Dans le strict respect de ses engagements internationaux, le Maroc a ainsi fait le pari d’adopter une politique nationale, pionnière dans la région, humaniste dans son approche, responsable dans sa démarche et scrupuleusement attentive aux droits fondamentaux des migrants et des réfugiés dans ses objectifs.
Je Me félicite des soutiens appuyés, notamment africains et européens, à cette Initiative et réitère, ici, la proposition marocaine d’organiser, sur cette base, une Alliance africaine pour la migration et le développement, cadre fédérateur autour des risques de la migration clandestine, des réelles possibilités de l’immigration régulière et du nécessaire co-développement, reflet de la responsabilité partagée, en la matière, entre l’Europe et l’Afrique.
Excellences, Mesdames et Messieurs,
Terre d’opportunités et de défis, et espace en pleine expansion, l’Afrique s’investit, sur des bases nouvelles, dans une relation avec la France tournée vers l’avenir, autour d’intérêts mutuels bien compris.

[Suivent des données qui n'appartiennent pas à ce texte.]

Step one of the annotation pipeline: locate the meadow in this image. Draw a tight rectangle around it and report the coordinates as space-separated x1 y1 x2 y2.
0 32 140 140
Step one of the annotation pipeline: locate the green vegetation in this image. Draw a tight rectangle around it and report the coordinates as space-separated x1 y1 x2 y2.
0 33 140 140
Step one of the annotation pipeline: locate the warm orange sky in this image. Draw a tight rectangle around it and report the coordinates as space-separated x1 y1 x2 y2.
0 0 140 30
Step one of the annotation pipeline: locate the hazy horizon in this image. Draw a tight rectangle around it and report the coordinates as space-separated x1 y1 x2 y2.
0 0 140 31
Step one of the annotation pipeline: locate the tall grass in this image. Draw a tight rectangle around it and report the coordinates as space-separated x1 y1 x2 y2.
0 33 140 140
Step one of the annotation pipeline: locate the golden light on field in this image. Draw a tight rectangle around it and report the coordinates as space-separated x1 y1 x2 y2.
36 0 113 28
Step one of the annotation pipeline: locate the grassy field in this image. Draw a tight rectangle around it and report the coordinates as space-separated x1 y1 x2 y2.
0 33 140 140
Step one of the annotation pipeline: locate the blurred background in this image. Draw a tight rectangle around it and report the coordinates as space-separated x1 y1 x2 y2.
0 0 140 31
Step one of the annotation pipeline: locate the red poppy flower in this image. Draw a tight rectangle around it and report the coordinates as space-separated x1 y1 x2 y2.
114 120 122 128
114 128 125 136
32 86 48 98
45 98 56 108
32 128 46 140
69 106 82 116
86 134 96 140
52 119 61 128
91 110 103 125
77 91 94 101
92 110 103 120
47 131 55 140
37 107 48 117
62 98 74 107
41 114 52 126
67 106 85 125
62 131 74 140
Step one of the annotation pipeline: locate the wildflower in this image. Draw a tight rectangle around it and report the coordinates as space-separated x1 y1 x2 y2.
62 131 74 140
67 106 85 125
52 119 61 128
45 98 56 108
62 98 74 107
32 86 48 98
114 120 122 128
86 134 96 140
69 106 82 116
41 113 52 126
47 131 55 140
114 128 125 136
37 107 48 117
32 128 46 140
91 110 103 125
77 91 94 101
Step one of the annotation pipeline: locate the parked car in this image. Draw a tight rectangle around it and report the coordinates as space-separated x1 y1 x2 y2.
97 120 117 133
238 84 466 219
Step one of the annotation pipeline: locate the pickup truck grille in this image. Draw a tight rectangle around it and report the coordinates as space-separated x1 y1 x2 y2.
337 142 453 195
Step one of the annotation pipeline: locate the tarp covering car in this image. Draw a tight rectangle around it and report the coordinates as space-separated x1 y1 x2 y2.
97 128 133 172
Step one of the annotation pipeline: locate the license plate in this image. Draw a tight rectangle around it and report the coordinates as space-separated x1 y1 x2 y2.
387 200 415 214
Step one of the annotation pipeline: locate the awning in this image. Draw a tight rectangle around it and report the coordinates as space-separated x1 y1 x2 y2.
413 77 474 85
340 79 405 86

Je suis persuadé que la mutualisation de nos efforts et le renforcement de notre dialogue contribueront à la consolidation de la paix et de la liberté et à la promotion d’un développement humain durable.
Au-delà de ses mérites propres, la plateforme afro-française qui se dégagera du Sommet de l’Elysée servira notre action au sein d’autres instances internationales.
Wassalamou alaikoum warahmatoullahi wabarakatouh.